AIOField notes

llms.txt in 2026, what we actually put in the file

A line by line walk through of the llms.txt we ship on every RankSmith build, and the annotation rules we follow so LLMs pick the right entry points.

RankSmith editorial17 April 20266 minute read

Every RankSmith build ships with /llms.txt and /llms-full.txt. We have been putting them on client sites since late 2024 and on our own site since day one. Two years in, the honest answer is that no AI company has publicly committed to consuming the file in production, the cost of shipping it is close to zero, and the downside of not shipping it is a future where the bigger crawlers add support and your site is the one that was not ready. This is the exact file we ship and the rules we follow when writing it.

What is llms.txt and which engines actually read it in 2026?

The standard was proposed by Jeremy Howard at Answer.AI in September 2024 and documented at llmstxt.org. It is intentionally narrow. Three structural elements. An H1 site name. A blockquote summary. A series of H2 sections that each hold a bullet list of annotated links. No ceremony, no schema, no JSON.

The honest answer on adoption is that no public statement from OpenAI, Anthropic, Google, or Perplexity in 2026 confirms the file is consumed as a production retrieval signal. What does exist is a growing list of sites shipping one, including Anthropic, Vercel, Stripe, Cloudflare, and Supabase. The developer hypothesis is that the cost of the file is an afternoon of writing, and the upside is that whichever model starts reading it first gets a curated view of the site that no generic crawl can match. That is the bet we take on every RankSmith build.

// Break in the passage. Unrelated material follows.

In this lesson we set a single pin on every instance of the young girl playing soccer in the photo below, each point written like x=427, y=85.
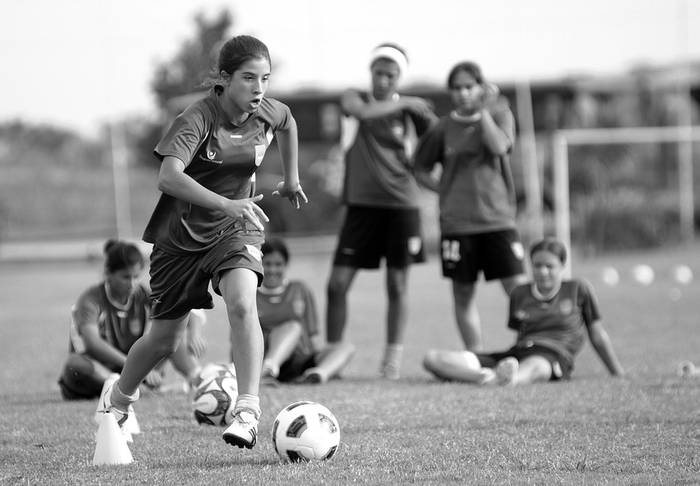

FigureAnatomy of an llms.txt file. Five canonical sections. The blockquote summary and each annotated link row are the pieces a model will read most closely, highlighted in amber.

What goes in llms.txt versus llms-full.txt?

The spec at llmstxt.org introduces two files. The first, /llms.txt, is the index. Short, scannable, all of it inside a single model context window. The second, /llms-full.txt, is optional but recommended. It carries the expanded prose. Think of it as the whole marketing site concatenated, with the same answer first voice, so a model can ingest the full context without following twenty links.

We keep /llms.txt under two hundred lines on every RankSmith build. Our current file is thirty lines. /llms-full.txt sits at around two hundred and fifty lines because we include full service descriptions, pricing tiers, and the operating principles we talk about internally. If a future crawler picks either file, both are ready.

Two practical rules we follow:

The index file never duplicates prose that belongs in /llms-full.txt. A link with a one line description is enough.
The full file is not a copy of the homepage. It is written specifically as a long form answer document, voice identical to the site, content reorganised so each H2 stands alone.

The exact llms.txt RankSmith ships on every build.

Here is the current file at ranksmith.co.za/llms.txt, section by section.

# RankSmith

> RankSmith is a South African digital agency operated by Tapnet Solutions (Pty) Ltd.
> We build premium Next.js websites and rank brands across Google, ChatGPT, Claude,
> Perplexity, Gemini, and Bing Copilot. Based in Johannesburg, Gauteng, serving
> South Africa and beyond. Contact: wynand@tapnet.co.za or 079 174 8357.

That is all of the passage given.